At five o’clock the next day the family crowded into the touring car for an excursion, and left Gabriella in a deserted house to receive the lover of her girlhood. Before going Mrs. Carr had embraced her sentimentally; Charley had dropped one of his broad jokes on the subject of the reunion; Jane had murmured sweetly that there was no man on earth she admired as much as she did Arthur; and the girls had effusively complimented Gabriella on her appearance. Even Willy, the baby of eighteen years ago, had prophesied with hilarity that “Old Arthur Peyton wasn’t coming for nothing.” One and all they appeared to take her part in the romance for granted; and while she waited in the drawing-room, gazing through the interstices of Jane’s new lace curtains into the avenue, where beyond the flying motor cars the grassy strip in the middle of the street was dappled with shadows, she wondered if she also were taking Arthur’s devotion for granted. She had not seen him for eighteen years, and yet she was awaiting him as expectantly as if he were still her lover. Would his presence really quiet this strange new restlessness in her heart—this restlessness which had come to her so suddenly after her meeting with Florrie? Was it true that her youth was slipping from her before she had grasped all the happiness that life offered? Or was it only the stirring of the spring winds, of the young green against the blue sky, of the mating birds, of the roving, provocative scents of flowers, of the checkered light and shade on the grassy strip under the maples? Was it all these things, or was it none of them, that awoke this longing, so vague and yet so unquenchable, in her heart?

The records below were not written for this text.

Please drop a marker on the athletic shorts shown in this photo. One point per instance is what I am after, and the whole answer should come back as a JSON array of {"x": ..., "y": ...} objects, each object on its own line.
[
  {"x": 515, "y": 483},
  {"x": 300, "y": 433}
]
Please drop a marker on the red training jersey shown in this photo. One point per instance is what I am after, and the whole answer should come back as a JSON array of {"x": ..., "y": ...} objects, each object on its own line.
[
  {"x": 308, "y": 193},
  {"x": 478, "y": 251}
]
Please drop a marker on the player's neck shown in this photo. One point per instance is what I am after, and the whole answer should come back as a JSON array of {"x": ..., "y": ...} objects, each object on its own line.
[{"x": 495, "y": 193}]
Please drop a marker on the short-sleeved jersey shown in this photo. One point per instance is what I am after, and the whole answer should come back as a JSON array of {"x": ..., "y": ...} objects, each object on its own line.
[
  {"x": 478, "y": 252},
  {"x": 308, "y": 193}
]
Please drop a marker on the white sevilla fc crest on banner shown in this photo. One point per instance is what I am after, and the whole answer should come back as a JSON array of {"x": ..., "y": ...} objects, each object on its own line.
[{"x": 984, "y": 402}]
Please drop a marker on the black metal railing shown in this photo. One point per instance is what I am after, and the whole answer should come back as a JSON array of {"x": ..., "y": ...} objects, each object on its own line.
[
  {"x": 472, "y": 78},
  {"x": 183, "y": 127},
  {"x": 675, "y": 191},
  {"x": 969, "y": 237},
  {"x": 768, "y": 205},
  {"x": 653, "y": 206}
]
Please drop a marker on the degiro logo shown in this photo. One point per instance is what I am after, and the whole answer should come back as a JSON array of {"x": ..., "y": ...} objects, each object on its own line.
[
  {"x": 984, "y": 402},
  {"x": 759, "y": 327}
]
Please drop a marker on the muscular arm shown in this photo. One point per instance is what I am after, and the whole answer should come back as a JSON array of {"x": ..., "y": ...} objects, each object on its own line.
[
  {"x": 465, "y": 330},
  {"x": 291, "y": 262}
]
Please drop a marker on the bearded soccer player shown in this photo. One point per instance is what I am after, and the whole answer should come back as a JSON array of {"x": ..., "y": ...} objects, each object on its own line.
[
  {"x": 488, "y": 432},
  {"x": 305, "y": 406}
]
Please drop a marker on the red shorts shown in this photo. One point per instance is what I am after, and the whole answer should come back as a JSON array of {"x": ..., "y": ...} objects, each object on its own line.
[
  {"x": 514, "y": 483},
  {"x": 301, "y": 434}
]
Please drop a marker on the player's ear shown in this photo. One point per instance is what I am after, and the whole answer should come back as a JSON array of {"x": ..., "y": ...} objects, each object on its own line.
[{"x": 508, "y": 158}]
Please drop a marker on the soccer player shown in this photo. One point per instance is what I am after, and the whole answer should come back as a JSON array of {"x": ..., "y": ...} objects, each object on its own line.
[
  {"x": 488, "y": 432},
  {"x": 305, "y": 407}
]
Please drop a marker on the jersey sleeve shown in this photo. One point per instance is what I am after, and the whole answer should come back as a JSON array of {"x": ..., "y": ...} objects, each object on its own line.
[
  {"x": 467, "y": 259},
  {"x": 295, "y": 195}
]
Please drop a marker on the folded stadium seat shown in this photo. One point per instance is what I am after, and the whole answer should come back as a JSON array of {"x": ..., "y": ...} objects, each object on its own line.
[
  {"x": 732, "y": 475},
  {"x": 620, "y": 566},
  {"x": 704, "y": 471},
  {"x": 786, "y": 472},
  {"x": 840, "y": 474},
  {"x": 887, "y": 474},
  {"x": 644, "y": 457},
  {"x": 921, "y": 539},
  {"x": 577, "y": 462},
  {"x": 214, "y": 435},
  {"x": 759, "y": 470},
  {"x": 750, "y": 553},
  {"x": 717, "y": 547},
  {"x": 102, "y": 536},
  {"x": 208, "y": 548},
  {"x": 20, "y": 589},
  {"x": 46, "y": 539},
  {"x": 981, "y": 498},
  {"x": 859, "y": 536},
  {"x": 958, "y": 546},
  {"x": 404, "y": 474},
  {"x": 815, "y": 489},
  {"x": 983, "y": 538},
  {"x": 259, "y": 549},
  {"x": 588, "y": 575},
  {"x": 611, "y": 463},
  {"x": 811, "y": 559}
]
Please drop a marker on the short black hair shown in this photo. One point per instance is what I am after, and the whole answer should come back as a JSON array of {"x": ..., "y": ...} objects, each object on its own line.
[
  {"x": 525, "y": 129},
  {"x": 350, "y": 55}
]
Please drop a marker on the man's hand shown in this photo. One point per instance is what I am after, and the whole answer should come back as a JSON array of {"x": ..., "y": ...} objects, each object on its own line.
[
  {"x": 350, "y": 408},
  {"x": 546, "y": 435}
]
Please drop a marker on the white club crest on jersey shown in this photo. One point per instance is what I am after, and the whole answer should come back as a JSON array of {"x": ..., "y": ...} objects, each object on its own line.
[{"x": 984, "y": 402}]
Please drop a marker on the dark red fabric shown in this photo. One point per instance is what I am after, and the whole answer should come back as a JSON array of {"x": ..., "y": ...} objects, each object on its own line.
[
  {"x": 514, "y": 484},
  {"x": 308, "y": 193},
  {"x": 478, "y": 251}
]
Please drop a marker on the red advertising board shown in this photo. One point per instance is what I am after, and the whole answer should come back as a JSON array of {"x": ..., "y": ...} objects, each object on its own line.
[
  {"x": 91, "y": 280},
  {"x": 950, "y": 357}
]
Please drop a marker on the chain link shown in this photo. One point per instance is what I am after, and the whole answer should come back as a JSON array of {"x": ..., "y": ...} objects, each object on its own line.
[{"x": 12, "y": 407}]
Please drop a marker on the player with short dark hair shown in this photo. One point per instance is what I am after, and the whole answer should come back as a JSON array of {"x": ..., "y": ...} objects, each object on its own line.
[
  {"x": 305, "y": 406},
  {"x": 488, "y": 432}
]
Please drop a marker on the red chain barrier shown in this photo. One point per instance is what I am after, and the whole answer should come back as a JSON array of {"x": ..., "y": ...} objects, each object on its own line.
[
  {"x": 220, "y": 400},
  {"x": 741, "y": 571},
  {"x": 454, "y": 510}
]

A car stopped in the street outside, the bell rang, and she watched the figure of a trim mulatto maid flit through the hall to the door. An instant later Arthur’s name was announced, and Gabriella, with her hands in his clasp, stood looking into his face. It had been eighteen years since they parted, and in those eighteen years she had carried his image like some sacred talisman in her breast.
“How little you’ve changed, Gabriella,” he said after a moment of silence in which she told herself that he was far better looking, far more distinguished than she had remembered him. “You are larger than you used to be, but your face is as girlish as ever.”
“And I have two children nearly grown,” she replied with a trembling little laugh; “a daughter who is already thinking of the White Sulphur.”
They sat down in the pink chairs on the gray carpet, and leaned forward, looking into each other’s faces as tenderly as they had done when they were lovers.